You also remember those "classy" Mode images, which were sophisticated and steamy, like Barbara Brickner in a grey ballgown in a opulent mansion; or Barbara's decolletage-rich, turn-of-the-millennium cover.
Now, what do all of those images have in common?
They were all created by one man--renowned French photographer Michel Arnaud.
Part of the reason why we originally created this site was because we felt that the industry consistently overlooked the importance of the models in creating memorable images. Mode credited its photographers, stylists, make-up artists--everyone, it seemed, except for the models, the most essential element of all. And so, to correct this oversight, we prioritized the significance of the models over the contributions of everyone else who is involved in the creation of beautiful plus-size imagery.
But Barbara Brickner's recent statement in praise of Canadian photographer Max Abadian has prompted us to pay more attention to the role that photography plays in celebrating full-figured feminine beauty. And when we began leafing through the greatest issues of Mode to see which individuals stood on the other side of the magazine's camera lens, one name kept coming up, again and again:
It is fair to say that M. Arnaud defined the look of the original Mode. His work gave the magazine its qualities of fun and freedom, warmth and whimsy, and tasteful but undeniable sensuality.
You can almost feel the cool tropical breeze of the Bahamas when you look at his images. He creates a world of his own--a Mode world, a world where guilt has been banished, and where women can enjoy food and life without restraint or inhibition; a world in which the media does not exist, and men worship the natural image of feminine beauty that dwells in their hearts.

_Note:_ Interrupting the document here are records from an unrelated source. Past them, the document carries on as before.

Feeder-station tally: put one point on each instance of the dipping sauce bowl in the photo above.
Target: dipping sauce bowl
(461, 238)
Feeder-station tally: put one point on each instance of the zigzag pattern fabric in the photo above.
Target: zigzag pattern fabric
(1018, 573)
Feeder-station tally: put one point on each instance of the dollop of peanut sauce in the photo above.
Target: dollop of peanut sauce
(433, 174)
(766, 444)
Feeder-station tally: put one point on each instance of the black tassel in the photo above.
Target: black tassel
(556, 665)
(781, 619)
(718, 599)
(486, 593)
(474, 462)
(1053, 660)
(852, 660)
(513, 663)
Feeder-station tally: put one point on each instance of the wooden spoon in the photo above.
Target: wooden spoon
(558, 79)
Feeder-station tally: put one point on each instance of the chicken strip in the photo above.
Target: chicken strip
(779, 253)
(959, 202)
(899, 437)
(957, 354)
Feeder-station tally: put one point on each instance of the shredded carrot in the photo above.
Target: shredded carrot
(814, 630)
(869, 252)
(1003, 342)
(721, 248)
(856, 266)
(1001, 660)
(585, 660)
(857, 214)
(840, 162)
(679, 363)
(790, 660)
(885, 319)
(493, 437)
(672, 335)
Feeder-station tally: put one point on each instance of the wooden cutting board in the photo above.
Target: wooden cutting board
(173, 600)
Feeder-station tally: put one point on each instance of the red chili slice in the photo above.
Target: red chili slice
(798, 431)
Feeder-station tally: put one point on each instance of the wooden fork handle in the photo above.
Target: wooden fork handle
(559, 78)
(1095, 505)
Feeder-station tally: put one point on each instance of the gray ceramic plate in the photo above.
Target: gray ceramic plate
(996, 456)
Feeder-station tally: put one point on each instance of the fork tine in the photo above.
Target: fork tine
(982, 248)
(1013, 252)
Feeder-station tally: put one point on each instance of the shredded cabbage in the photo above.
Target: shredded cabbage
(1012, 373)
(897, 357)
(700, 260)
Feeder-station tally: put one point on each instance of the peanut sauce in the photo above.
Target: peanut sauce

Photography matters. As much as the public has missed the appearance of fuller-figured models in plus-size magazines, it has also missed the la dolce vita atmosphere of Michel Arnaud's art. And whenever the next great magazine for women of size comes along, it would do well to reference M. Arnaud's vision, first and foremost, and to use it as a guide in brining Classical feminine beauty to life.